Many students can think of a night they shouldn’t have driven home but thankfully woke up safe in their beds.
But soon the last drink putting drivers over the legal edge will come a little earlier.
U.S. House and Senate negotiators agreed Wednesday on a provision requiring states to implement a 0.08 percent blood alcohol content limit by 2004.
Minnesota’s current limit is 0.10.
The two chambers will vote on the measure this week and President Clinton has already said the standard is a “common-sense nationwide limit.” The smaller limit will save an estimated 500 lives per year and prevent many more injuries, according to the administration.
“This is a tremendous win not only for those who have lost loved ones to drunk drivers, but for those whose families will remain safe before more drunk drivers will be off the road,” said Sen.

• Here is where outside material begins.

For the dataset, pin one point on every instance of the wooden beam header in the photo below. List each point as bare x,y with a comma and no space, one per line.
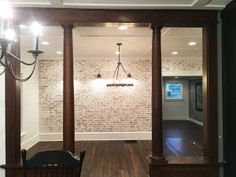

Frank Lautenberg, D-N.J., one of the legislation’s chief sponsors.
In 1998, 15,935 traffic deaths nationally were attributed to drunken driving, or 38.4 percent of traffic fatalities. In Minnesota during the same years, 280 traffic deaths, or 43 percent of the total, were alcohol-related, according to the Insurance Institute for Highway Safety.
Peter Dimock, assistant teaching specialist in the University’s Alcohol and Drug Counseling Education Program, said the limit change was a good move.
He said although each individual’s alcohol tolerance is different, legislators must decide what’s reasonable to expect for the general population.
The lowered limit still allows someone to consume several drinks without becoming legally intoxicated, he added.
But the restaurant industry has argued the legislation does not address the real problem of hard-core and repeat drinking offenders.
Others disagree. Mothers Against Drunk Driving President Millie Webb said while there is no single solution to drunken driving, the provisions to lower the legal level “are among the most important measures proven to save lives on our roadways.”
Currently only 18 states and the District of Columbia have 0.08 laws, while nearly every other state issues drunken driving tickets when the driver has a 0.10 blood-alcohol content.
Rep. Nita Lowey, D-N.Y., said Illinois has seen a 13.7 percent decline in fatal alcohol-related crashes since it implemented at 0.08 limit in 1997.
But John Doyle, spokesman for the American Beverage Institute, said drunken driving deaths were up 8 percent last year in Virginia, which also has a 0.08 limit.
Either way, Dimock said the two-hundredths of a percent is a margin of safety that matters.

— The Associated Press contributed to this report.